04/04/06
By Justin Norris,
Senior Staff Writer
Arguments were heard last week by the U.S. Supreme Court regarding the detainment of Osama bin Laden’s former chauffer, Salim Ahmed Hamdan. Hamdan appealed the case from an inferior court which upheld the Bush administration’s policy that Hamdan would not be tried under the rules stated in the Geneva Convention.
The inferior court ruling argues that the detainees of are not conventional war combatants and so should not be eligible for the protections and rights guaranteed under the rules of the Geneva Convention. Conversely, the argument looms over a larger issue than Hamdan’s innocence. It is an argument about the power of the president, the courts, and congress and their roles in the government.
The Washington Post, in a November 8, 2005 issue, wrote that this ruling may be “one of the most significant rulings on presidential war powers since the end of World War II.”
President Bush asserts that questions surrounding the detention of suspected terrorists are matters for him to decide solely as commander in chief. The president holds the power to decide matters of military strategy and when issues of national security arise, he is the supreme law of the land-or so he thinks.
However, the Supreme Court has felt that some of these powers have been exercised without much constraint or self-discipline on the President’s behalf.
There has been overt controversy over detainment in Guantanamo Bay, the Patriot Act, and the disclosure of interrogation of suspects at “black sites” in Eastern Europe by the CIA.
For Americans, the abuse of power by any president is rather disconcerting. We have this inborn anxiety to give individuals power, particularly when we founded a country to rid itself of “tyranny.”
The American Revolution surged because of individual tyranny, as well as many other problems, and so for a president to rise with so much power is frightening.
It is not an extreme claim to parallel “tyranny” with the war powers of a president.

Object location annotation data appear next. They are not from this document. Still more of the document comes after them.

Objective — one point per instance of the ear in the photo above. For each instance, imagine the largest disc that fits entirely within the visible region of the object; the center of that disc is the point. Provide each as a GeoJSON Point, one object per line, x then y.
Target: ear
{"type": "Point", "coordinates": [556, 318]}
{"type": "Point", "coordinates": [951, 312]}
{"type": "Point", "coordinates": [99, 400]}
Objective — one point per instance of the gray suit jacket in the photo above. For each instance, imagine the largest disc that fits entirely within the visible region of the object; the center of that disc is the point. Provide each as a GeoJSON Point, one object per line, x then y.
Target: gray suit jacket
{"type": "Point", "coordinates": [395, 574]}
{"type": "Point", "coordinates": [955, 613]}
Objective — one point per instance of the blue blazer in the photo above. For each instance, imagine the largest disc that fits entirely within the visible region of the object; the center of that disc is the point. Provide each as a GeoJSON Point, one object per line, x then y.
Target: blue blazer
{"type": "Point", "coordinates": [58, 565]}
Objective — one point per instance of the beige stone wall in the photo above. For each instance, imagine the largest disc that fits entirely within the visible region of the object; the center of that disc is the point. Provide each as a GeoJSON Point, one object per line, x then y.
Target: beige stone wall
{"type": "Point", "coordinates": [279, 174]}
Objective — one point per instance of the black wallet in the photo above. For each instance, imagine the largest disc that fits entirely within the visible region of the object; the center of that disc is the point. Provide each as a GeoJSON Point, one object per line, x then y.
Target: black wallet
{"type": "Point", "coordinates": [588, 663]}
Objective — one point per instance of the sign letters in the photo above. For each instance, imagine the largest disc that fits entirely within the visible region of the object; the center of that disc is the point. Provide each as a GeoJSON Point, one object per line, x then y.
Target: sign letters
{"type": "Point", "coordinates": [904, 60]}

Empirical studies show that wartime is when American presidents gain more security powers as is evident in the present-day Bush administration.
However, Americans have become increasingly resistant to the powers that the president has gained with the emergence of the U.S. Patriot Act and the recent domestic spy controversy.
The role of president is rather unique in terms of government roles.
The constitution emphasizes that role of the Executive Branch as one that enforces the laws of the United States.
The duties of the president and his cabinet are rather opaque; there is no lucid constitutional definition to Bush’s role as president.
However, there is a strict understanding that he enforces whatever Congress may legislate and the Supreme Court may interpret.
However, what threatens the infrastructure of the Executive Branch is when that law-making capability that is afforded Congress is relinquished to the president, especially in terms of military and national security.
The understandings about presidential roles are blurred to form the ideal of a super-legislator.
Then there is the role of the judiciary and its capacity to interfere with American foreign policy.
The only way that it can deal with the problems of foreign policy effectively is subtle.
There are no clear established powers determined in the constitution that give courts authority over foreign policy initiatives created by the president or Congress.
Individual cases such as Hamdan’s are what bring these controversies to light, which can sometimes be ignored by the court.
Nonetheless, there are efforts by Congress to regain the balance of power. Senator McCain and Lindsey Graham both have made efforts for congress to supervise the detainment of Guantanamo Bay suspects as well as put limitations on the Patriot Act.
America certainly has a way of putting things back together - or so we perceive.